Although a mainstay in trauma imaging for more than two decades, the cardiac portion of focused assessment with sonography in trauma (FAST) is likely unwarranted in blunt trauma due to the extremely low prevalence of hemopericardium among these patients, according to a study in this month's issue of The Journal of Emergency Medicine. The authors recommended selective use of echo guided by high-acuity variables.
FAST pairs abdominal and cardiac imaging to diagnose blood in the peritoneal and pericardial spaces. However, observation suggests that prevalence of hemopericardium in blunt trauma is rare.

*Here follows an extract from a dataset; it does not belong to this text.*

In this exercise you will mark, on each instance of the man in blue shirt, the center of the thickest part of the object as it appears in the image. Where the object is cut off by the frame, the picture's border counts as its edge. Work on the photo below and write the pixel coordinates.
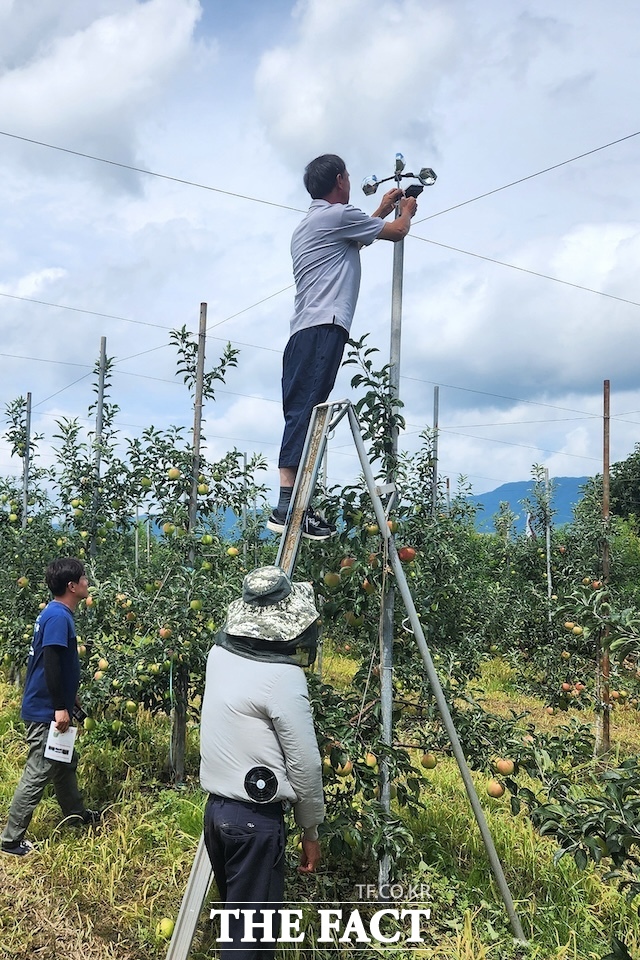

In addition, the abdominal and cardiac portions of the exam are discrete billing exams, thus medical necessity must be established for each indication.
Gregory M. Press, MD, from the University of Texas at Houston Medical School, and colleagues sought to estimate the prevalence of hemopericardium in blunt trauma and to determine the sensitivity of certain variables for blunt hemopericardium.
The researchers conducted a retrospective chart review of 29,236 blunt trauma patients from January 1, 2001, to June 6, 2007, and reviewed the emergency ultrasound database to estimate the prevalence of cardiac ultrasounds positive for pericardial fluid as a result of blunt trauma from July 1, 2004, to July 1, 2007.
Press et al reported the records of 401 patients wounded by blunt mechanism contained an ICD-9 code that might suggest hemopericardium as a result of blunt trauma. Among this group, 14 patients had acute hemopericardium, and four had cardiac rupture, which translated into a prevalence of 0.06 percent. None of these patients presented without one of the following findings: major mechanism of injury, hypotension or emergent intubation.
“Based on this prevalence, more than 1,600 patients would have to undergo echocardiography to diagnose one with blunt hemopericardium or cardiac rupture,” wrote Press and colleagues.
The review of 777 cardiac ultrasound exams in the emergency ultrasound database revealed the prevalence of incidental or insignificant effusions was 0.13 percent. These findings present a management dilemma, according to the researchers. Patients may be referred for a conservative management strategy of repeat ultrasound and observation or emergent thoracotomy.
“Bedside ultrasound has revolutionized acute trauma care, but a reconsideration of the iconic FAST may be warranted … Scanning the abdomen should not obligate the physician to perform echocardiography when there is not clinical suspicion for hemopericardium,” wrote the researchers, who recommended selective performance of echocardiography guided by high-acuity variables: a major mechanism of injury, hypotension or emergent intubation.